FLORHAM PARK, N.J. -- New York Jets CEO Christopher Johnson reiterated that there's no playoff mandate for coach Todd Bowles and general manager Mike Maccagnan, who have failed to reach the postseason in their three seasons together, but Johnson expects better results than last season.

"We were a team to be reckoned with last year," Johnson said Wednesday. "I think we will be this year, too. Maybe more so."

In 2017, the Jets finished 5-11 for the second straight year, but they were more competitive than many expected. It also was their seventh consecutive season out of the playoffs, the third-longest drought in the NFL.

Still, Johnson said it would be "counterproductive" to issue a playoff ultimatum for Bowles and Maccagnan, both of whom received two-year contract extensions at the end of last season.

The Jets opened the season with a 48-17 road win against the Detroit Lions on Monday Night Football, creating a buzz among fans.

Johnson said he expects the team to be better than last season.

"Time will tell," he said. "I think this looks like a good team, I really do."

Johnson didn't say it directly, but next season is when the organization expects to make a major push. As he noted, they will have the most cap room in the league, and there will be "some interesting free agents" in 2019.

"Maybe expectations should ramp up [next year]," Johnson said. "For right now, I think this team is advancing. I'm happy with what I see so far."

Johnson is thrilled with rookie quarterback Sam Darnold, who rebounded Monday night after throwing a pick-six on his first NFL pass. He was in an elevator at Ford Field at the time of the interception -- he heard the huge roar -- and his "heart sank" when he saw the replay. However, Johnson said he never doubted the rookie's ability to bounce back.

He said the St. Patrick's Day trade with the Indianapolis Colts, which yielded Darnold after they moved up three spots in the draft, was pivotal.

"[It was] maybe the most important decision the organization has made in a long time," Johnson said. "I mean, certainly years."

After the draft, Johnson said the decision to pick Darnold would be remembered 20 years from now as a franchise-altering move.
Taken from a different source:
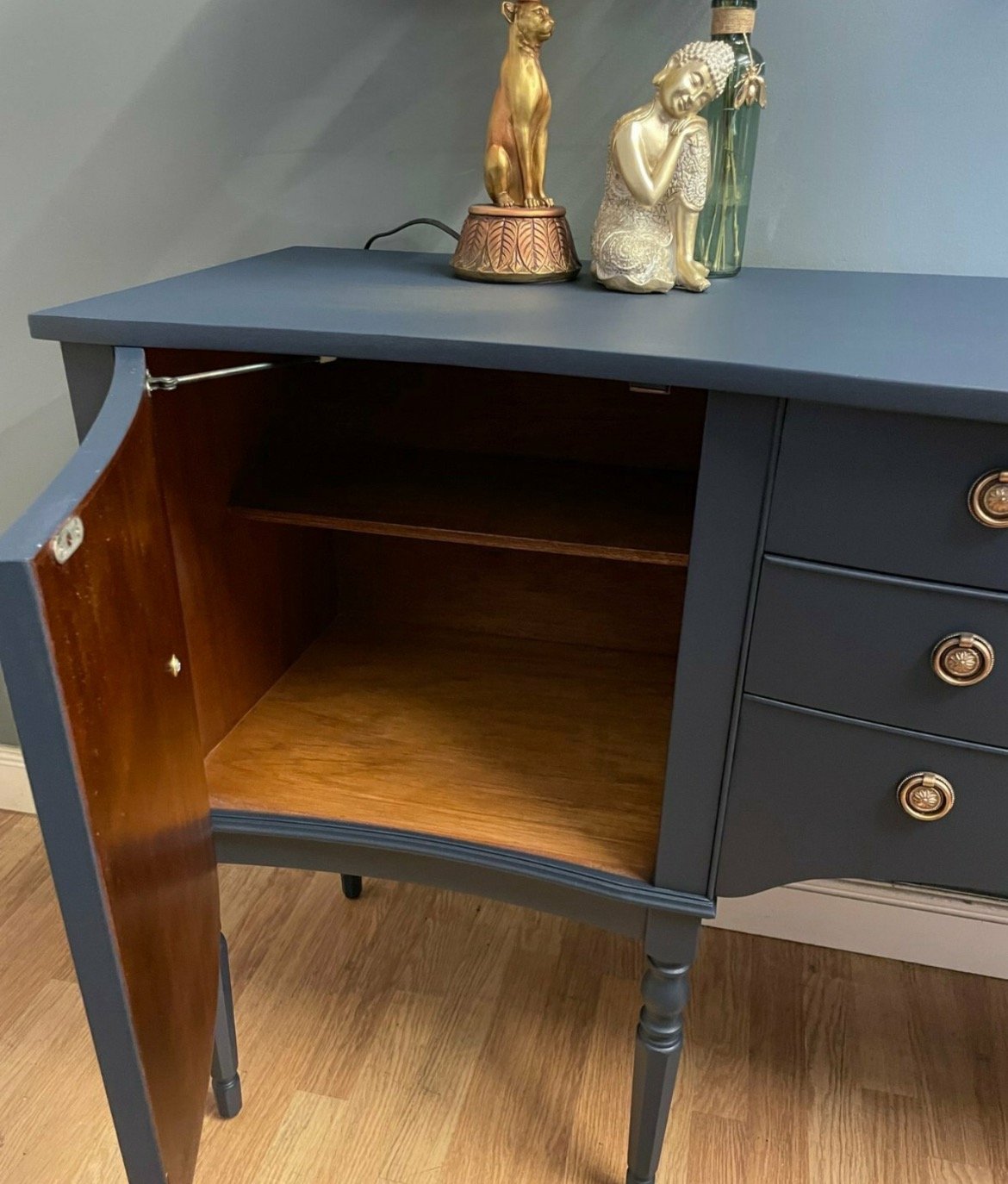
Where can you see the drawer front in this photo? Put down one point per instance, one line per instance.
(862, 645)
(813, 796)
(887, 493)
On Wednesday, he walked back those comments, saying, "I was maybe a little more enthusiastic than I should've been, and things got away from me."

Clearly, he's still smitten with Darnold, especially after his memorable debut.

"Sam has an amazing ability to put adversity behind him," Johnson said. "When something goes wrong, he quickly pivots to what's next. I had great faith in him, even after the pick-six. I thought, 'He's been punched in the face, let's see how he responds. I think he's going to rebound.' I did not lose heart entirely."

Johnson has been running the franchise for 13 months, replacing owner and older brother Woody Johnson, who is serving as the U.S. ambassador to the United Kingdom. Christopher said he'd like to remain with the organization in a key role when his brother's appointment ends in two years.